Perceptus is a website and set of free tools developed by Kenneth Stack and Gustavo Munoz, two active members of the DIY community. Perceptus provides two tools particularly helpful for Loop users; Dash and GlucoDyn. As a side note, Gustavo has an excellent Spanish Tedx Talk about building his own DIY looping algorithm. Kenneth is also the brains behind NSApple watch app.
For Loop users with Nightscout integration running, Dash can provide an alternate view and data analysis for the Loop data stored in your Nightscout's mLab database. (Note: mLab used to be called MongoLab, still the same intended reference)
To set up your Dash integration, you will need to:
Signup for a Perceptus account here
Provide your mLab database information
mLab database information¶
Assuming you have a basic Heroku account to host your Nightscout website, you can access your mLab information as shown in the screenshots below. (Users who manually setup their own mLab databases as part of Azure accounts will need to access their mLab database manually using their login and account information.)
Login to your Heroku account to start the process, and then that will take you to your mLab information.
Your mLab database name and API Key can be found on the same page, as shown below. Copy and paste these bits of information into your User Settings in Dash.

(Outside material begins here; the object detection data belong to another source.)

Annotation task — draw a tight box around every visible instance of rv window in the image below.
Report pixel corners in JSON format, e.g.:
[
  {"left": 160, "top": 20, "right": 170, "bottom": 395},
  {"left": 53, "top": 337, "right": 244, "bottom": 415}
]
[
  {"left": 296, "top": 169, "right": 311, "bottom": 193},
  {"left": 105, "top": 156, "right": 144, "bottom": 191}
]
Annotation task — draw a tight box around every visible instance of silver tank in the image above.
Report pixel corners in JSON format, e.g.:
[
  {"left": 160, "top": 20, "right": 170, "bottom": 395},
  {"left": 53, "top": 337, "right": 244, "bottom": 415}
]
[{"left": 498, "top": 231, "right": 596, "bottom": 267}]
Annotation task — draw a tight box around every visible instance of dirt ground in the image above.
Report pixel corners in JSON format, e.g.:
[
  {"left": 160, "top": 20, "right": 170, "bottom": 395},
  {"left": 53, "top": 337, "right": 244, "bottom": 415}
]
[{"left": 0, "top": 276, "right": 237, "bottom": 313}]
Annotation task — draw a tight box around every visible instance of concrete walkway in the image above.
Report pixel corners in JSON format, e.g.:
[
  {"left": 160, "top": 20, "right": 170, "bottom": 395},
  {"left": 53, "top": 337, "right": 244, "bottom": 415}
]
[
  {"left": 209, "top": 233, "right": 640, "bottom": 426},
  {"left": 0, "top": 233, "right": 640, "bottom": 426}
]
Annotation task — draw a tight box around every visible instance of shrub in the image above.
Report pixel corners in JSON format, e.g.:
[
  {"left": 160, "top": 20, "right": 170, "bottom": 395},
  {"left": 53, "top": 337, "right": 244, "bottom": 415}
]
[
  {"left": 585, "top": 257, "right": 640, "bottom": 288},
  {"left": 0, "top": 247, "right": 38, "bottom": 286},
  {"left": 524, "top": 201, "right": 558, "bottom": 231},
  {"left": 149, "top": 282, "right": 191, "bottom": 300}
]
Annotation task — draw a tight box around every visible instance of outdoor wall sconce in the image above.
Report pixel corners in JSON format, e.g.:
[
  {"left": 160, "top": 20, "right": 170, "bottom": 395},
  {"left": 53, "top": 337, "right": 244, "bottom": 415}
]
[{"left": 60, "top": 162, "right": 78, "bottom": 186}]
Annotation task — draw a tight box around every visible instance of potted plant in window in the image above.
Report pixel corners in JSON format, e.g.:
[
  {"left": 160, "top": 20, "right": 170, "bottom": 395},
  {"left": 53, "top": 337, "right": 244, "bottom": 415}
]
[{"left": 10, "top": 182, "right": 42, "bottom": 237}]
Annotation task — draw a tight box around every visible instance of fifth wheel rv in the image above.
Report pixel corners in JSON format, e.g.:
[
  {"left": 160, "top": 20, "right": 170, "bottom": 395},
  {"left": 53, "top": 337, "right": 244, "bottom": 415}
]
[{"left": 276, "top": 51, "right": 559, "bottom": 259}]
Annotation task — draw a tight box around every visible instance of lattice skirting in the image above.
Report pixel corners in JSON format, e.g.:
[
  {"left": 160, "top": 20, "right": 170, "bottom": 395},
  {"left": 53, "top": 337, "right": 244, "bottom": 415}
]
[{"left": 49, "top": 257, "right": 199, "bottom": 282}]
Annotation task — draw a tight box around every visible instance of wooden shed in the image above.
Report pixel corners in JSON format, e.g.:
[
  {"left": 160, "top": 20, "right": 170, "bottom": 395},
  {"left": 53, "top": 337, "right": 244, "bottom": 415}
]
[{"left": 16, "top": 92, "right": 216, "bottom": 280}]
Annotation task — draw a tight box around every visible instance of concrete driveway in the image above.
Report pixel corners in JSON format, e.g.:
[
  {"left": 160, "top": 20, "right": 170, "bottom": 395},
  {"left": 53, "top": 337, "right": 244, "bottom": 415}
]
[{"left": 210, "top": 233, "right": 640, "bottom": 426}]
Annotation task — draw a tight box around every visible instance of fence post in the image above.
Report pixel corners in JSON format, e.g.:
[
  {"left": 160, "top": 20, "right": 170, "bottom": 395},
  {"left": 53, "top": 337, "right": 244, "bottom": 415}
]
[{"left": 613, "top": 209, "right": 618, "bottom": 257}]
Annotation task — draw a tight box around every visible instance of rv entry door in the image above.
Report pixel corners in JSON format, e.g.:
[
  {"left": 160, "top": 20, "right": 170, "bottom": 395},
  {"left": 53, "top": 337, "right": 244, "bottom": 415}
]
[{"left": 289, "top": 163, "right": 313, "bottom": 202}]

The format for the MongoLab API URL string is:
https://api.mlab.com/api/1/databases/your-database-name/collections/entries where you are replacing the
your-database-name part with your info from the first circled area shown below.
Dash data presentation¶
Dash provides multiple views of your mlab information, and the data is updated live as your Nightscout data updates too. While there are some constraints (cannot set your own low/high range limits), the data views are very useful for identifying difficult times of day or difficult days of the week.
GlucoDyn was created to educate people with T1D and their caregivers about blood glucose dynamics. Each day people with T1D make decisions about what and when to eat, and how much insulin to use to cover carbohydrates effect. It can be difficult to visualize what is happening throughout the day as carbohydrate absorption raises blood glucose and insulin reduces it – particularly when multiple events interact with one another.
GlucoDyn uses calculations similar to an insulin pump’s bolus wizard to create graphs of blood glucose versus time, based on your inputs of carb and insulin events. The user can enter carbohydrates, boluses, and temporary basals, and GlucoDyn calculates the effect on blood glucose over time. GlucoDyn also allows the user to “slide” the events around once they have been entered – allowing you to see what would have happened to your blood glucose curve if you had bloused earlier or eaten a different amount of carbohydrates “on the fly” – the curves change as you move the sliders.
Seeing the curves and understanding the effects of bolus timing, carbohydrate absorption rate glycemic index (GI) value, temporary basal timing and rates, etc. can help users with their overall understanding of T1D and its management.
Originally, Loop used the same carbohydrate absorption and insulin models as Glucodyn uses. Those have since been updated in Loop with dynamic carbohydrate absorption and exponential curves for insulin. Even with those changes, the GlucoDyn tool can still provide users an excellent tool to visualize how small changes in bolusing can affect trends in blood glucose. For example, it’s quite interesting to see the effect of pre-bolusing. By delaying the carb intake by say 20 minutes, you can visualize the reduction of the maximum blood glucose. But, you have to be careful – before the carbohydrates have time to absorb insulin is working, and the minimum blood glucose will also drop. These are the kinds of tradeoffs that are critical to the management of T1D, and thankfully are automated by Loop's smart bolusing based on carbohydrate absorption estimates.